Ama ne var ki ülkemizde işler böyle olmuyor. Son anda yakalanan- ya da akla gelen- bu gümüş ve altın yıllar, deyim yerinde ise bir bozuk para gibi harcanıp, garip bir acelecilik içinde, laf olsun diye, yüzeysel ve anlamsız bir dizi etkinliklerle geçiştirilip kutlanıyor.  

Sinemanın yüzüncü yılı da bu tür kutlama alışkanlığımdan payına düşeni aldı. Sinemayla ilgili onca kutlamalar arasında akılda kalan tek şey ise; Atatürk Kültür Merkezi’nin Taksim Meydanı’na bakan cephesindeki devasa 100 yıl afişiydi. Harabe haline gelen –ya da getirtilen- kültür merkezinin sevimsiz ve de bir o kadar iç burkucu cephesini kaplayan bu afiş, bir bakıma sinemamızın 100. Yılı’nın simgesi oldu. Yani içi bizi, dışı size yakar cinsinden… Sanki bir şeylerin üzerine örtme, saklama, ama diğer açıdan da 100. Yılı kutlar gibi görünme isteğinin o garip ironisinden ortaya çıkan bu durum, sanırım uzun yıllar akılda kalan ve de unutulmayacak cinstendi. 

KAZANÇ KAPISI 

Kültür-sanata ilişkin 100. ya da buna benzer anlamlı yıllar, o yılları değerlendirmekten çok, kimi kişi ve kuruluşların bir kazanç kapısı olarak algılanıyor bizde. Sinemanın 100. Yılı da böyle oldu. 100. Yıla hazırlıksız yakalanan kimi kuruluşlar, kalıcı ve etkin çalışmalar yerine, bu fırsattan yararlanma yolunu seçerek, sinemaya değil de medyaya oynamaya yöneldi. Bir değil, bir çok kuruluş, en basit yoldan 100 yılın filmlerini seçmeye yönelik anketlerle sözüm ona sinemamızın 100. Yılını kulama yarışına girişti. Bu konuda yaklaşık olarak dört-beş anket yapılarak 100 yılın en iyi 100 filmleri seçildi. Ve seçilen filmler görkemli sayılabilecek törenlerle kamuoyuna lanse edildi. Yani saman alevi gibi parlayıp sönen, ardında hiçbir iz bırakmadan yitip giden, yalnızca bu tür organizasyonu yapan kurumların kasasını dolduran, sinemadan başka her bir yere çıkar sağlayan, gereksiz, anlamsız çalışmalar… 

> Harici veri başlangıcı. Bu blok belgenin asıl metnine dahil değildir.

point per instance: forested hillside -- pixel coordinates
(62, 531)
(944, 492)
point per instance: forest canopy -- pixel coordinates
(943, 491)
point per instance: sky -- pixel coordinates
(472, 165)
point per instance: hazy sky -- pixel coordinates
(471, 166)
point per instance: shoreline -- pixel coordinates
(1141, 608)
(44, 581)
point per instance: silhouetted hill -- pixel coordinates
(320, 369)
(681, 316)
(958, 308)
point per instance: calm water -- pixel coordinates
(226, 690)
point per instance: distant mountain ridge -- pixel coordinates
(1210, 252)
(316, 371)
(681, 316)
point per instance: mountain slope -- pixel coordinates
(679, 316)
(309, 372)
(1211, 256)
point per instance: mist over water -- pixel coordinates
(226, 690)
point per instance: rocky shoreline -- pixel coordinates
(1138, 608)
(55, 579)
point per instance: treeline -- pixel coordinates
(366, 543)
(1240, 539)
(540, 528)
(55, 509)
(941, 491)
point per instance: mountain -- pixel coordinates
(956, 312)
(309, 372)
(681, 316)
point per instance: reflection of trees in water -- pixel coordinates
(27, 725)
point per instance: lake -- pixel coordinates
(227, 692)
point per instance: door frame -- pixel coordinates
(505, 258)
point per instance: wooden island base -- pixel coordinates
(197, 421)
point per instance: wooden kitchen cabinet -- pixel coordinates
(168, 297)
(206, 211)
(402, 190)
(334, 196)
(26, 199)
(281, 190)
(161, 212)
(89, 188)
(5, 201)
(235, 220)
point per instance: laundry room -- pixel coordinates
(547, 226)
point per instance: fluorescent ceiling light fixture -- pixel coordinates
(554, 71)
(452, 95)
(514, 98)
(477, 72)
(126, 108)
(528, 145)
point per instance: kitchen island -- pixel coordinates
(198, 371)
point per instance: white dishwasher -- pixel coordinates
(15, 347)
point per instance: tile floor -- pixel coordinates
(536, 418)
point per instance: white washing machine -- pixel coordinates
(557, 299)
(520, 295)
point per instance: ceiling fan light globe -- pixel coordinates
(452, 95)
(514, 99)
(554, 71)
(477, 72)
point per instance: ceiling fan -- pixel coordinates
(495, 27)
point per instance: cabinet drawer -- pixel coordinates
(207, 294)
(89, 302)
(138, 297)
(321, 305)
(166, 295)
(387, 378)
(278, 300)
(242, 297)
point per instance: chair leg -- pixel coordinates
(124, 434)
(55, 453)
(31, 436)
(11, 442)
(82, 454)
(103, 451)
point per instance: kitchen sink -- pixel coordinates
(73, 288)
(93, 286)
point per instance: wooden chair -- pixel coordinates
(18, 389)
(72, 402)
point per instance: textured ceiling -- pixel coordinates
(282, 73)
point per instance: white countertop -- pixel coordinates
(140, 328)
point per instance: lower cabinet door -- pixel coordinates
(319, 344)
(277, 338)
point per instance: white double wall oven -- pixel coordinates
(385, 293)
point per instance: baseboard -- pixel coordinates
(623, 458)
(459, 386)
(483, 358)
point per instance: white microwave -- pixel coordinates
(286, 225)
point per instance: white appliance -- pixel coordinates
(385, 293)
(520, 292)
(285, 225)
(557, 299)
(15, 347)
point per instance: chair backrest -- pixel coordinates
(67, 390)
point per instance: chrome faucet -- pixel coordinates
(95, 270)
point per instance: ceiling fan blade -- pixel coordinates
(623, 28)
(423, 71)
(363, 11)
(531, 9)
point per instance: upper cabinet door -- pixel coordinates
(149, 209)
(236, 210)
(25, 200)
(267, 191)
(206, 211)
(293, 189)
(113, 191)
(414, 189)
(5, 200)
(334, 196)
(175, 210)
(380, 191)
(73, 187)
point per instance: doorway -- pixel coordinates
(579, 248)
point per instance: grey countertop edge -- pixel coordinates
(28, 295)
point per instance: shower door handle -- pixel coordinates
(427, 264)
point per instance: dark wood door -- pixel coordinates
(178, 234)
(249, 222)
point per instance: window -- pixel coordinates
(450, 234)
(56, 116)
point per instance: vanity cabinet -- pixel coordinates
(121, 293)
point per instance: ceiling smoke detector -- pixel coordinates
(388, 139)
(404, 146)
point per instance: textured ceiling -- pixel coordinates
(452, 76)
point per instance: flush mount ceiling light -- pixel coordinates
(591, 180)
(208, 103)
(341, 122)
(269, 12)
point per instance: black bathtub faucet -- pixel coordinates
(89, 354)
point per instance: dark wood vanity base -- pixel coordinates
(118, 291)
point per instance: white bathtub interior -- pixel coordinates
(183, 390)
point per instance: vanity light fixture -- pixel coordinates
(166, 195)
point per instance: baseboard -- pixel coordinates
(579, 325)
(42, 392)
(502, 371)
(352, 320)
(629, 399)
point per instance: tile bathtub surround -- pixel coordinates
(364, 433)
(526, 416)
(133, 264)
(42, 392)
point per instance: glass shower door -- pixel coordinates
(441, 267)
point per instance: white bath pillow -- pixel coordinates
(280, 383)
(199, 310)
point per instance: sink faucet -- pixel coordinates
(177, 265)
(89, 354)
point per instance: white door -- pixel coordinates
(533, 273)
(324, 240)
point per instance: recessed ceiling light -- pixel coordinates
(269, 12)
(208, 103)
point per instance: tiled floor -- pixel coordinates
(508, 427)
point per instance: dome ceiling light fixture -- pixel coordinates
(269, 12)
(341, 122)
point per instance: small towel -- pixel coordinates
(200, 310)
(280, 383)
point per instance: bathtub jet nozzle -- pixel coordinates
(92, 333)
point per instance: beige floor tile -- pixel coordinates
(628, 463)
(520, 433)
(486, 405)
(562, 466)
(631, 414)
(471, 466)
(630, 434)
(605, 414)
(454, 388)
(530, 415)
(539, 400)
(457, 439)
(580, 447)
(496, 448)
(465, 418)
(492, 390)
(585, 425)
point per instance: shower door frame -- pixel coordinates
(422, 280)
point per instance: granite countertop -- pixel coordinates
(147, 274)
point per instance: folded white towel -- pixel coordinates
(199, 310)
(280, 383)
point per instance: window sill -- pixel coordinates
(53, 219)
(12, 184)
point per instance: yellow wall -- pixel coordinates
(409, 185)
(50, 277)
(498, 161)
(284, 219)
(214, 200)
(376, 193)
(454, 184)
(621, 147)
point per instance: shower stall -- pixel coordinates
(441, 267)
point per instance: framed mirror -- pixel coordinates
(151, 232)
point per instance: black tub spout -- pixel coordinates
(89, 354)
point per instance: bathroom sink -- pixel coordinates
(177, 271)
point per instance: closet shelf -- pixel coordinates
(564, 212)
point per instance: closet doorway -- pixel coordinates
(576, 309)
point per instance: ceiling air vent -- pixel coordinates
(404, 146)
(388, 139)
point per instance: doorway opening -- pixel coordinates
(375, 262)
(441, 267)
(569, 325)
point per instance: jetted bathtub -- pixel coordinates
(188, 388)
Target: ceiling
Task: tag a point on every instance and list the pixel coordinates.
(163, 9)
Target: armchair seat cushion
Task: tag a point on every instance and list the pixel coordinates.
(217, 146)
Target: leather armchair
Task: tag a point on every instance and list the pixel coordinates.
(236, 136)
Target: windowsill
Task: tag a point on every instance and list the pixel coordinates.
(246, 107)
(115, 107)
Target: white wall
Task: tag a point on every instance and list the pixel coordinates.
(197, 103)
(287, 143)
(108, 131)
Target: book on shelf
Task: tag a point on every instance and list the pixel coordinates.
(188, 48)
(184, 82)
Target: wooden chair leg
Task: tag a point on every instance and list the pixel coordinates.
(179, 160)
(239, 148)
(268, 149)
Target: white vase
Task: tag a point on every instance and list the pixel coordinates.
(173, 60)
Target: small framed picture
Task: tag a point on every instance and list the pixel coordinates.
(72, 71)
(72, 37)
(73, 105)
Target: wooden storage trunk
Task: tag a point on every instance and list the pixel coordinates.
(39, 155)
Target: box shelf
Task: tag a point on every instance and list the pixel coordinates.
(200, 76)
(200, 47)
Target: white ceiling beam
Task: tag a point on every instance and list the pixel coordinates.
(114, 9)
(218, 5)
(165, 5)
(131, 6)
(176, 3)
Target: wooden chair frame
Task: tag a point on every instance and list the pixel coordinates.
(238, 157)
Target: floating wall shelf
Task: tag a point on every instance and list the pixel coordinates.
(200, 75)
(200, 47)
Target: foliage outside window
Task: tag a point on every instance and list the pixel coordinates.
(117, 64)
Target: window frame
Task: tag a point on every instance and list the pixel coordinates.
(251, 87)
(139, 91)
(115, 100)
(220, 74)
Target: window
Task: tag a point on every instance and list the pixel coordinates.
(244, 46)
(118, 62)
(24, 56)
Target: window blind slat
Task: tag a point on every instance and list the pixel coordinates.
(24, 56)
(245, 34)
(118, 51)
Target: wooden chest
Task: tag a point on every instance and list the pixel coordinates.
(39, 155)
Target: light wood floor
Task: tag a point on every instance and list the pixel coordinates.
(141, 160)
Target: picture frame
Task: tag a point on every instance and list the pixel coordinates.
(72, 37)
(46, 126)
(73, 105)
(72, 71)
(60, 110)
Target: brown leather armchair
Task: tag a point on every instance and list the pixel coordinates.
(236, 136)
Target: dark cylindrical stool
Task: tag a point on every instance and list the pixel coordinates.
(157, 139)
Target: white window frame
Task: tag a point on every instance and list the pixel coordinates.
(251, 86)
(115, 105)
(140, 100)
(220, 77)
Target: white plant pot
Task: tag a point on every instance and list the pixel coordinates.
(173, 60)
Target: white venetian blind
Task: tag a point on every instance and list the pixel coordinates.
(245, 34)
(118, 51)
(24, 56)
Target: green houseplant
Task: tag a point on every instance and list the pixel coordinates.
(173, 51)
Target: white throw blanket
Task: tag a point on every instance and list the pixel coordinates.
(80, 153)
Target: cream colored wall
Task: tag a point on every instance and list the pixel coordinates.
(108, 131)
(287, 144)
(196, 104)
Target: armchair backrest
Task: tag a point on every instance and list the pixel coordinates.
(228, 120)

Bir de 100. yılda cömertçe dağıtılan ödüller var. Hemen hemen her kuruluş, Yeşilçam’dan arda kalan aynı oyunculara, hemen hemen her etkinlik ve yörede bir 100 yıl ödülü sundu. Adam başına neredeyse on-on beş ödülün düştüğü bu 100. Yıl bereketinden yararlanmaya yok gibi bir şey. Elbette ki bu ödülleri hak etmediklerini iddia etmiyoruz, ama bu denli cömertliği de pek anlamlı bulmuyoruz.  

Hele hele sinema kapatmakta ve yok etmekte ün salan bir belediyenin tıpkı Atatürk Kültür Merkezi’nin iç burkucu görüntüsünü gizlemeye çalışan afişteki ironi gibi, sinemadan yana saf tutup sinemamızın en iyi filmlerine seçmesi –ya da destekçi olması- var ki, bunu da unutmamak gerekir.  

Sinemamızın 100. yılında harcanan onca parayla neler olmazdı ki? Onlarca eser, sinemayla ilgili bir görsel arşiv, bilgi belge merkezi, küçük bir müze, bir o kadar kalıcı belgesel, yenilenen filmler, 100 yıl sineması, 100 yılı değerlendiren bilimsel yöntemlerle yapına derleme, araştırma ve incelemeler ve daha bir çok kalıcı, bir yüz yılı, diğer bir yüz yıla taşıyan nice değerler…  

İnanın, bu sayılanların tümü değilse bile, büyük bir çoğunluğu 100. yıl için harcanan paralarla yaşama geçip, gelecek 100 yıla değerli bir miras olarak bırakılabilirdi.  

Bizlere sayısız olanaklar sunan bu tür önemli yıllar, ne yazık ki, kalıcılıkla kuşatılmış ve yarınlara aktarılacak etkinlikler-kurumlar yerine, kimilerinin ceplerini doldurmaya davetiye çıkaran bir dizi yapay ve de değeri tartışılan sevimsiz eylemlerle harcanıp gidiyor.